Alzheimer’s Disease (AD) is the leading cause of dementia worldwide. Current treatments may slow the progression of the disease but cannot reverse the pathology, thereby confirming the medical need for measures of prevention and early detection. Recent studies established a connection between cardiovascular disease (CVD) risk factors and AD. Small vessel disease, which shares similar risk factors and pathology as CVD, is receiving attention as a potential risk factor for AD as well. We sought to quantify the risk associated with confirmed diagnosis of cerebral small vessel disease (CSVD) for the development of AD as a first step to defining the condition as a treatment target for preventing AD. We hypothesized patients with image-based evidence of CSVD would have a greater risk of having AD.In this retrospective clinical study, we selected patients from the National Alzheimer’s Coordinating Center database with image-based evidence of CSVD including lacunar infarction, microhemorrhage, and white matter hyperintensity (n=3,895). We quantified the risk of each of these conditions for association with clinical AD, elevated β-amyloid, and tau protein accumulation.
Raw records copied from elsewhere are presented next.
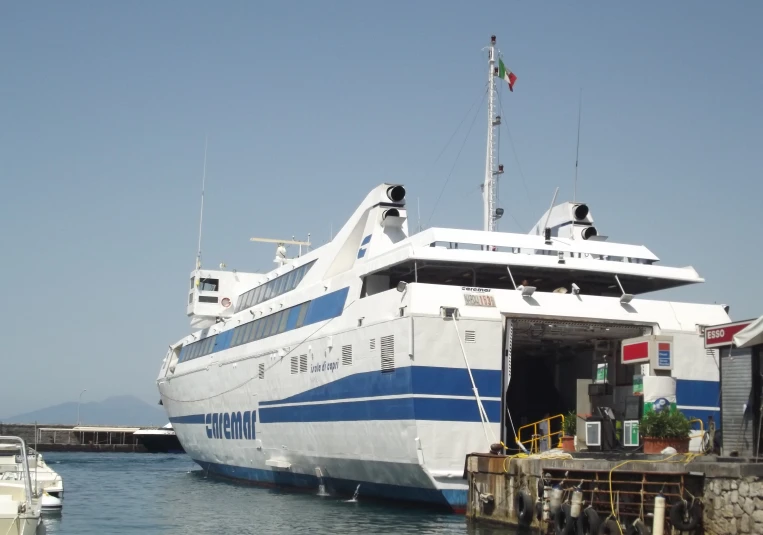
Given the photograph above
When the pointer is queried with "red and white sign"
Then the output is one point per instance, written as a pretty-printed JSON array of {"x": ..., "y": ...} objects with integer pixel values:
[
  {"x": 723, "y": 335},
  {"x": 636, "y": 352}
]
In addition, we compared the rates of AD development between men and women within these CSVD populations. Using a linear regression analysis, we controlled for shared comorbidities between CSVD and AD. We observed an increased risk as defined by odds ratio (OR) of AD in patients with microhemorrhage (OR=1.32, p=0.04). Patients with white matter hyperintensity also exhibited increased risk of developing AD, which increased with disease severity (Moderate: OR= 1.63, p<0.01; Extensive: OR=2.72, p<0.01). Lacunar infarction did not demonstrate independent risk for developing AD. CSVD did not confer any additional risk for increased tau protein or amyloid based on imaging. The risk of AD was not higher for women as compared to men with confirmed CSVD. Here we elucidate a clear association between CSVD and risk of AD and observe increased risk with the extent of the disease. With a more comprehensive understanding of these relationships, CSVD imaging could be used as an early biomarker for accelerated AD and provide an opportunity to test methods for controlling CSVD as a novel early intervention.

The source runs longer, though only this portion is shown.